Gefahren der Schmerzmittelabhängigkeit
Langfristige negative Konsequenzen für Körper und Psyche können das Resultat des dauerhaften Missbrauchs von Schmerzmitteln sein. Das trifft auf opioidhaltige Präparate ebenso zu wie auf Paracetamol, Ibuprofen und Diclofenac. Und letztere sind nicht nur wegen ihres Suchtpotenzials gefährlich. Die dauerhafte Einnahme kann Konzentrationsstörungen, psychische Erkrankungen sowie Gangunsicherheit, Verlust der Libido, Schlafstörungen und vieles mehr verursachen. Bedenklich ist zudem, dass Betroffene der Medikamenteneinnahme alles andere unterordnen, was in die soziale Isolation führen kann.
Zwar haben Medikamente wie Paracetamol, Ibuprofen oder Aspirin einen anderen Suchtcharakter als verschreibungspflichtige Schmerzmittel wie Morphin oder Fentanyl, doch der dauerhafte Missbrauch birgt auch hier ein hohes Risiko für die Gesundheit. Zahlreiche Wirkstoffe nicht rezeptpflichtiger Schmerzmittel verursachen bei langfristiger Anwendung und höheren Dosierungen organische Schäden und haben lebensgefährliche Konsequenzen.

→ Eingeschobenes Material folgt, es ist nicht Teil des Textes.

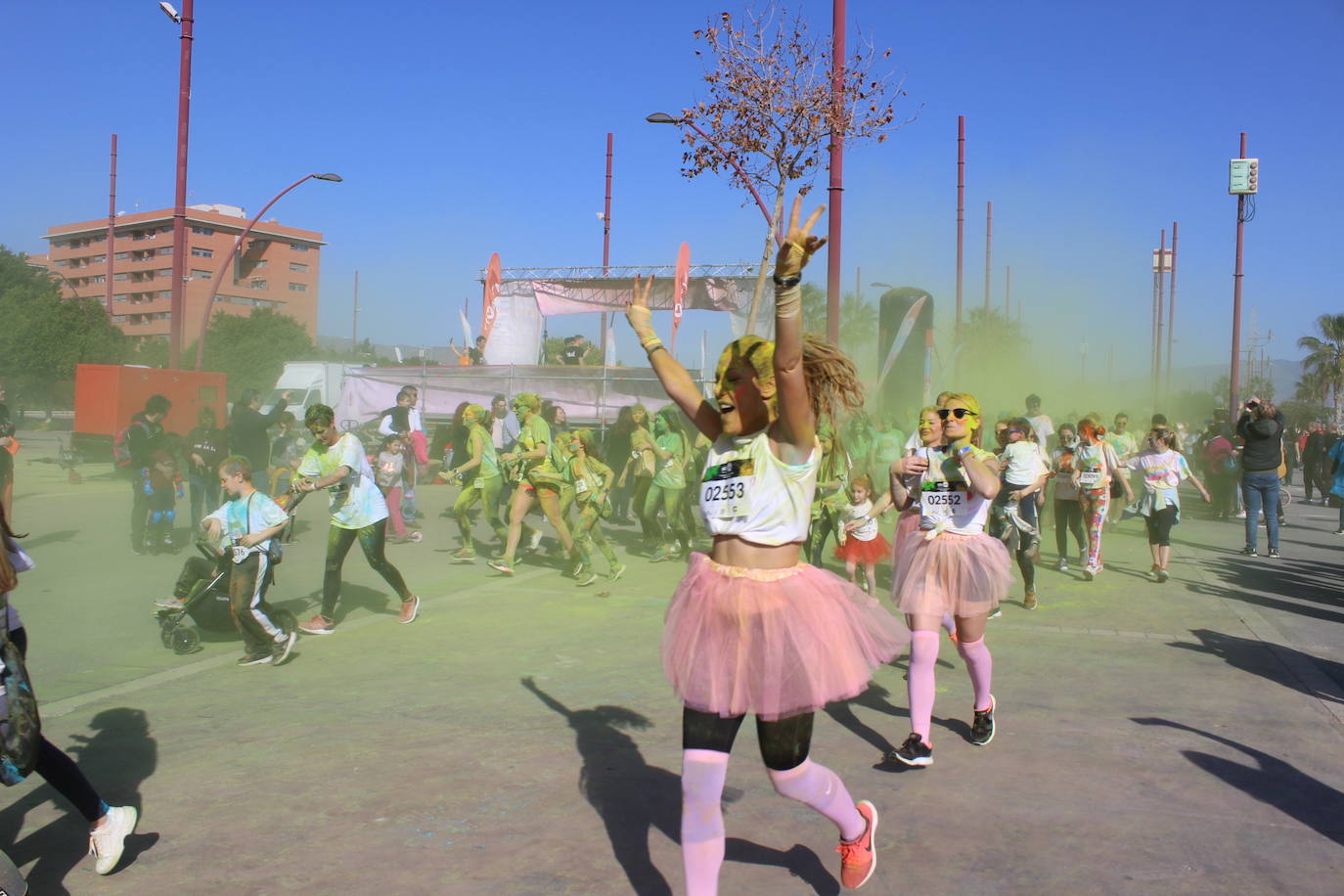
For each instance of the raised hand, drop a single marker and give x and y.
(798, 242)
(637, 309)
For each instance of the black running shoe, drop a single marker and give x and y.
(913, 752)
(983, 726)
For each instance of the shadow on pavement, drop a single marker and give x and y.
(1278, 585)
(49, 538)
(115, 759)
(632, 797)
(1254, 655)
(1272, 781)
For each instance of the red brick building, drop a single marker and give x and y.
(279, 267)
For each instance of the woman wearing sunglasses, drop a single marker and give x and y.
(951, 565)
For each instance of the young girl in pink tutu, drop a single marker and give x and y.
(863, 544)
(750, 629)
(951, 565)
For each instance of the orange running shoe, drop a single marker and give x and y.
(858, 857)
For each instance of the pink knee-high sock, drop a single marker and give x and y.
(822, 788)
(923, 654)
(703, 773)
(981, 666)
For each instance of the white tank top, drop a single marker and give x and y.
(746, 490)
(946, 501)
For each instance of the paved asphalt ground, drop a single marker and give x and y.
(519, 738)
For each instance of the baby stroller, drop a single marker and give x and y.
(205, 608)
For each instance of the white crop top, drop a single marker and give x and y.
(746, 490)
(948, 504)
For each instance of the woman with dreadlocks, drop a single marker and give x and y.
(751, 629)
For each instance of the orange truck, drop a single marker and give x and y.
(107, 396)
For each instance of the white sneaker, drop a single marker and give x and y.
(108, 842)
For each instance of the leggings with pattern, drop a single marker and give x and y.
(1096, 503)
(488, 496)
(371, 540)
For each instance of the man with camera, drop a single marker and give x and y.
(1261, 428)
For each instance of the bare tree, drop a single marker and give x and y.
(769, 107)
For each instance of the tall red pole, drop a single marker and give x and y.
(112, 222)
(836, 187)
(179, 207)
(989, 240)
(1234, 388)
(606, 234)
(354, 323)
(1171, 310)
(962, 208)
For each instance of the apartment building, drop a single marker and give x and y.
(277, 269)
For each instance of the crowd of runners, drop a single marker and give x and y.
(744, 489)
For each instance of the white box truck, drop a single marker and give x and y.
(309, 383)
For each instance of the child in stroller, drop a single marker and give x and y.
(226, 586)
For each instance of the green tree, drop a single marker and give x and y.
(1325, 359)
(45, 335)
(251, 351)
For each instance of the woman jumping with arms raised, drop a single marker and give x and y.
(751, 629)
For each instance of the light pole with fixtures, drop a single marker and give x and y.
(229, 259)
(179, 207)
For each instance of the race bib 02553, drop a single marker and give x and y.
(726, 490)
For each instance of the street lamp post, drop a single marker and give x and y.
(229, 259)
(663, 118)
(179, 207)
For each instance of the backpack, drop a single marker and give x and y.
(121, 448)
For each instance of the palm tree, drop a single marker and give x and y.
(1325, 359)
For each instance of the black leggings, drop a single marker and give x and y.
(60, 770)
(373, 540)
(1069, 517)
(784, 743)
(1160, 525)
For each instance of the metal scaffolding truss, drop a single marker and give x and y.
(628, 272)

Als häufige Begleiterscheinungen bzw. gefährliche Nebenwirkungen gelten (je nach Präparat):
• Schwere Leberschäden
• Magen-Darm-Erkrankungen
• Herz-Kreislauf-Erkrankungen
• Nierenschäden bis hin zu Dialysepflichtigkeit
Mit längerer Einnahmephase und höherer Dosis wachsen auch die Risiken. Die Dauer einer als unbedenklich einzustufenden Behandlung ist aus ärztlicher Sicht umstritten. Manche Ärzte empfehlen eine Behandlung mit rezeptfreien Medikamenten nur an maximal fünf Tagen pro Monat andere sehen ernstzunehmende Folgen der Wirkstoffe erst nach 15 Tagen pro Monat. Strenger sind die Vorgaben und Richtlinien bei opioidhaltigen Schmerzmitteln – die Dosis sollte stets so gering wie möglich ausfallen und über den kürzest möglichen Zeitraum eingenommen werden.
Handlungsmöglichkeiten bei Schmerzmittelabhängigkeit
Patienten, die über Jahre hinweg Medikamente bewusst oder unbewusst missbrauchen, schaffen es häufig nicht ohne Hilfe, einen Weg aus der Spirale zu finden. Beispielsweise gibt es viele Betroffene, denen ihre Abhängigkeit gar nicht bewusst ist – die Einnahme von Arzneimitteln gegen ihre Schmerzen gehört zur Alltagsroutine und die Gefahren werden dabei oft unterschätzt. Des Weiteren gibt es Patienten, die ihre Sucht registriert haben, sich aber vor dem Entzug fürchten, aus Angst, ohne Tabletten sofort wieder unter den ursprünglichen Symptomen zu leiden. Auch die Scham und die Angst vor einer Stigmatisierung spielen dabei eine Rolle, schließlich werden Suchtkrankheiten noch immer als Willens- oder Charakterschwäche missinterpretiert.
Ein Entzug ist der beste Weg, um die Schmerzmittelabhängigkeit zu überwinden, wobei dieser Weg stets an die individuelle Suchthistorie angepasst werden sollte. Patienten, die von Opioid-Schmerzmitteln abhängig sind, sollten nicht allein und ohne Betreuung durch einen Arzt entziehen, weil mögliche Entzugserscheinungen belastend sind und unter Umständen sogar lebensbedrohlich sein können.
Ein schrittweises Ausschleichen der Medikamente bewirkt einen körperlichen Entzug. Die Dosis wird nach und nach reduziert, wodurch sich die Entzugserscheinungen in Grenzen halten und Körper und Psyche sich an den Verzicht gewöhnen. Die Entgiftung und die anschließende psychotherapeutische Behandlung werden an die Bedürfnisse des Suchtkranken angepasst, um betroffene Personen so wenig wie möglich zu belasten. Darüber hinaus werden die Ursachen der Suchtentwicklung analysiert und Strategien für den Umgang mit Arzneimitteln sowie belastenden Situationen entwickelt. Eine ganzheitliche Behandlung des Suchtkranken ist das Ziel, um langfristig wieder eine bessere Lebensqualität zu ermöglichen. Neben der psychotherapeutischen Betreuung zählen dazu auch begleitende Therapieangebote wie sport- und bewegungstherapeutische Angebote, Achtsamkeitstrainings, Entspannungsverfahren und Physiotherapie.